Verdade é que amam o que vêem e afeiçoam-se ao que ouvem; mas estas coisas que vêem são estáveis. Logo estes, se amam, passam além dos corpos, põem os olhos nas almas e olham se há nelas coisas para se amar. Se as não há, mas vêem algum princípio ou disposição para que, se aprofundarem, achem ouro nesta mina, têm-lhe amor, não lhes dói o trabalho; não há coisa custosa que uma alma destas não faça de boa vontade por aquela a quem quer bem, porque deseja continuar a amá-la e sabe muito bem que, se ela não tem bens espirituais e ama muito a Deus, é impossível. E digo que é impossível, por mais que a obrigue e se mate, querendo-lhe, e lhe faça todas as boas obras que puder e possua reunidas em si todas as graças da natureza; a vontade não terá força, não poderá permanecer firme. Já sabe e tem experiência do que é tudo; não lhe farão pagar em moeda falsa. Vê que não são um para o outro e que é impossível perdurar o quererem-se mutuamente, porque é amor que se há-de acabar com a vida. Se a outra não guarda a lei de Deus e entende que não O ama, hão-de ir para lugares diferentes.
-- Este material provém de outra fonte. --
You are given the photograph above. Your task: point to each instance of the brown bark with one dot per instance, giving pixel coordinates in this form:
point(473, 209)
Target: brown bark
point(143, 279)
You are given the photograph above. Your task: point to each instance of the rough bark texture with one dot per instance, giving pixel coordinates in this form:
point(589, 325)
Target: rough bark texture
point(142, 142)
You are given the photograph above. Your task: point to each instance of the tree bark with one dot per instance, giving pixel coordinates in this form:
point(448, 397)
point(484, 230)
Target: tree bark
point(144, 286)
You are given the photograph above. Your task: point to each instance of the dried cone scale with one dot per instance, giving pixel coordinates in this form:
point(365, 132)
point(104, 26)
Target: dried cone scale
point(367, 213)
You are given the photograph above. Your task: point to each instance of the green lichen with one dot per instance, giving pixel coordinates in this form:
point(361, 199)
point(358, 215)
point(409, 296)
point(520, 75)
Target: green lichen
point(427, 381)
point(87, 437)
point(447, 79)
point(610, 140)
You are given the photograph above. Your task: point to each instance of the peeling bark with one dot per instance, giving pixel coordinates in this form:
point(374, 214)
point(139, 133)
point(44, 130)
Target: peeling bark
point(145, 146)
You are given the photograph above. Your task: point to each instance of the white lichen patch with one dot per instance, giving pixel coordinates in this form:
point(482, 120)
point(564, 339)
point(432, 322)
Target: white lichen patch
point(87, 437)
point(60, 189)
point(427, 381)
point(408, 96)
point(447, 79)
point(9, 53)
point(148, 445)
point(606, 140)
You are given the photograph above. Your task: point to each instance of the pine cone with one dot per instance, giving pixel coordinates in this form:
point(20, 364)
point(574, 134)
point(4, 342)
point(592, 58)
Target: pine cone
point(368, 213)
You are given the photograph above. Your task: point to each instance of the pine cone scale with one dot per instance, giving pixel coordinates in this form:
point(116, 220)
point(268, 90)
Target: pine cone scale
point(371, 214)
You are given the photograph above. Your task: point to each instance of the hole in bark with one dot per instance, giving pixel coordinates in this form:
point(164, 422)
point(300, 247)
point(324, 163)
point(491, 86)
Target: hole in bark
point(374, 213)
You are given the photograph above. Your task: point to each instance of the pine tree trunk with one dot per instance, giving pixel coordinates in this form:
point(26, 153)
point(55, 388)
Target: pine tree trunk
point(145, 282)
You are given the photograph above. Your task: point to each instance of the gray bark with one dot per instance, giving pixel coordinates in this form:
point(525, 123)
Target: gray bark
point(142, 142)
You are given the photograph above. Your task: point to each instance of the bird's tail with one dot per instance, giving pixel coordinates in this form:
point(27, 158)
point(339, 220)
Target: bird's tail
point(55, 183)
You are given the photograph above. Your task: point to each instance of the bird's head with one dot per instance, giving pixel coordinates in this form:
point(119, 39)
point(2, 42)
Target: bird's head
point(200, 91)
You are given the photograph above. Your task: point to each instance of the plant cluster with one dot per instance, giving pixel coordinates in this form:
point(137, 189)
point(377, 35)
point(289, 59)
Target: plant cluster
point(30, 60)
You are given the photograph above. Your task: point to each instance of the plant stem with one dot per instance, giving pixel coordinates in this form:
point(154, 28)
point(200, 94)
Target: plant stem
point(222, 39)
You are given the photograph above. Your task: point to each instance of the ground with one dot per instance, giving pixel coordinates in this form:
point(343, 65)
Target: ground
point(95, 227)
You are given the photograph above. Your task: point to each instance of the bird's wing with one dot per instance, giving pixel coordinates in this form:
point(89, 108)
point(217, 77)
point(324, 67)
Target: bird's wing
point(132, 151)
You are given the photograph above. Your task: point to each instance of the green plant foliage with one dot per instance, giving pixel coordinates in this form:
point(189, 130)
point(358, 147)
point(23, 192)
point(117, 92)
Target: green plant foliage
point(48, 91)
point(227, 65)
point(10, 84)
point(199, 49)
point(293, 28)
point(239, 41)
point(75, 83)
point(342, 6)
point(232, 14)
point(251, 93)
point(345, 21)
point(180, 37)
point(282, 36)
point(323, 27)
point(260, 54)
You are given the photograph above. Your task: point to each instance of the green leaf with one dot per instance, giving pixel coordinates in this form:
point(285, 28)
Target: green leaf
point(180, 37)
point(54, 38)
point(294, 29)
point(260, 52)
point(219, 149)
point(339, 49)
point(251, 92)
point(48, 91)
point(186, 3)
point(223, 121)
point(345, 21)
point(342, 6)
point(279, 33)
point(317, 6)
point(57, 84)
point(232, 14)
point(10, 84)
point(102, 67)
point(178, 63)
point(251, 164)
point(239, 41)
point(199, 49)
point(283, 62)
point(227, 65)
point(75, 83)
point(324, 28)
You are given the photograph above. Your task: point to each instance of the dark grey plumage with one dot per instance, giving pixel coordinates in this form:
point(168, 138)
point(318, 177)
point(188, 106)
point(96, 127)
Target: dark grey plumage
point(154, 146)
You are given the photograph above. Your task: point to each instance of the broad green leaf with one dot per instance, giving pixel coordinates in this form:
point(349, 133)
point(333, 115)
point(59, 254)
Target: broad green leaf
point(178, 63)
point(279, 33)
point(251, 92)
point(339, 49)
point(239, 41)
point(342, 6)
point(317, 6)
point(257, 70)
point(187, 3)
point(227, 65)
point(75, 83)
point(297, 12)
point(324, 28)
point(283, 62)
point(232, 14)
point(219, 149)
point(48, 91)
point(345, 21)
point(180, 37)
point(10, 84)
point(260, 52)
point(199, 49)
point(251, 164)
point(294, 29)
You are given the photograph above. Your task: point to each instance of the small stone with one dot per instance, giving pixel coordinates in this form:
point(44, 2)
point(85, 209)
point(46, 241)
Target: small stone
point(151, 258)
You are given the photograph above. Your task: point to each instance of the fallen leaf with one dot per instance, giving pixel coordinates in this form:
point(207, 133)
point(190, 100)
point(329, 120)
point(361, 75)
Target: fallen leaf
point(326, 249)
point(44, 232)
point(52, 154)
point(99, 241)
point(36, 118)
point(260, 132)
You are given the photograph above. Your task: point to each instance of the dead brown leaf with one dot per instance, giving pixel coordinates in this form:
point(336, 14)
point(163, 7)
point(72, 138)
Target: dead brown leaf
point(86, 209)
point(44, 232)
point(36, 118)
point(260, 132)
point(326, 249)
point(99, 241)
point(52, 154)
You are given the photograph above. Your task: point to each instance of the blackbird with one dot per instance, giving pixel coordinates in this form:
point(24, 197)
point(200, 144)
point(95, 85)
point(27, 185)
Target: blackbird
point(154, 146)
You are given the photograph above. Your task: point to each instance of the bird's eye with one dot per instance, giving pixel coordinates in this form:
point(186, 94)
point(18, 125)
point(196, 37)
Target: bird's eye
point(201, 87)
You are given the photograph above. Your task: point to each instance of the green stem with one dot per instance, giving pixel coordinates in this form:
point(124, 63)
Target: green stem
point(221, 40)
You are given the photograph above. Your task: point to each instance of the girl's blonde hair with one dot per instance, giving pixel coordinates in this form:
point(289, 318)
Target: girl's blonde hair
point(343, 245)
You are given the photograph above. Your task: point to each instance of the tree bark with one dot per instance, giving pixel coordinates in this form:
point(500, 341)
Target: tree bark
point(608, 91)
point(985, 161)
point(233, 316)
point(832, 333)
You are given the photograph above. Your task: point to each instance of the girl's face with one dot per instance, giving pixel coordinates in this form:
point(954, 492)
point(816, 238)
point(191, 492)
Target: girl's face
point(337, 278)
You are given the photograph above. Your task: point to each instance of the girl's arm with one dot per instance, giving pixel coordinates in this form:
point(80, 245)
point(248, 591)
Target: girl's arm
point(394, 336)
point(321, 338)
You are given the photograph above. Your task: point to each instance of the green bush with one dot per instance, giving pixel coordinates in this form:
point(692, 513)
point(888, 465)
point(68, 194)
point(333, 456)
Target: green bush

9. E este amor, que só aqui dura, uma alma, a quem o Senhor já infundiu verdadeira sabedoria, não o estima em mais do que vale, nem em tanto.
Porque, para os que gostam de gozar coisas do mundo, deleites e honras e riquezas, alguma coisa valerá, se for rica e tiver partes para dar passatempo e recreação; mas, a quem tudo isto aborrece, já pouco ou nada se lhe dará disto.
Ora, pois, aqui, - se tem amor -, é a paixão para fazer com que essa alma ame a Deus, para ser por Ele amada; porque sabe, como digo, que, de outro modo, não pode perdurar em lhe querer. É amor muito à própria custa; não deixa de fazer tudo o que pode para que lhe aproveite. Perderia mil vidas por um pequeno bem seu.
Oh! precioso amor, que vai imitando o Capitão do Amor, Jesus, nosso Bem!